US President Donald Trump has claimed that India has agreed to buy Venezuelan oil, signalling a sharp shift in global energy alignments as Washington deepens its control over Venezuela’s oil flows following the capture of former president Nicolás Maduro.
Speaking to reporters aboard Air Force One, Trump said India would purchase Venezuelan crude instead of Iranian oil, framing the move as part of a broader US-led realignment of energy supply chains.
“We’ve already made a deal. India is coming in, and they’re going to be buying Venezuelan oil as opposed to buying it from Iran,” Trump said, adding that China was also “welcome” to buy Venezuelan oil if it wished.
The Indian government has not yet responded publicly to Trump’s remarks.
Washington’s oil play in post-Maduro Venezuela
Trump’s comments follow his earlier assertion that Venezuela had offered the United States 50 million barrels of oil, worth about $5.2 billion, which Washington agreed to take because Caracas lacked storage capacity.
“We have to get it processed immediately because they have no room,” Trump said at an event marking the renaming of a New York street as Donald Trump Boulevard. “Will you take it? I said, we’ll take it.”
30 Jan 2026 - Vol 04 | Issue 56
India and European Union amp up their partnership in a world unsettled by Trump
Trump has repeatedly described a “great relationship” with Venezuela’s interim government, installed after a US military operation that led to Maduro’s capture. He has made little effort to hide Washington’s ambitions during the transition period.
“We’re dealing with the new president… and we need total access to the oil and other things in their country,” Trump said earlier.
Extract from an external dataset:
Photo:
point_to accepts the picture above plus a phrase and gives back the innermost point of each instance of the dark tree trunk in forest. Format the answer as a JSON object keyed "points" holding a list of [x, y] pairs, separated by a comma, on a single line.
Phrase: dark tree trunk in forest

A report by Semafor recently confirmed that the US has already made its first sale of Venezuelan oil, valued at $500 million, with proceeds reportedly held in US-controlled accounts, including a key account based in Qatar.
Energy diplomacy meets hard power
Trump’s oil diplomacy has unfolded alongside a hardening stance on domestic unrest and immigration enforcement.
On Saturday, the president ordered the Department of Homeland Security (DHS) not to intervene in protests or riots in Democratic-led cities unless local authorities formally request federal assistance.
“I have instructed Secretary of Homeland Security Kristi Noem that under no circumstances are we going to participate… unless they ask us for help,” Trump wrote on Truth Social.
While ruling out proactive federal intervention, Trump warned that ICE, Border Patrol, and even the military would act “very forcefully” to protect federal buildings, adding that he could still invoke the Insurrection Act if unrest escalated.
A presidency defined by leverage
Together, the moves reflect a familiar Trump playbook: economic leverage abroad, coercive authority at home.
By steering Venezuelan oil toward India and inviting China into the equation, Trump is signalling that Washington—not markets or multilateral institutions—will decide how post-Maduro Venezuela re-enters the global economy.
At the same time, his DHS directive underscores a presidency increasingly willing to withhold federal power unless political conditions are met, even as it threatens overwhelming force when federal interests are challenged.
Whether India has, in fact, agreed to Trump’s oil proposal remains to be confirmed. But the message from Washington is unmistakable: energy, enforcement, and power are being negotiated on Trump’s terms.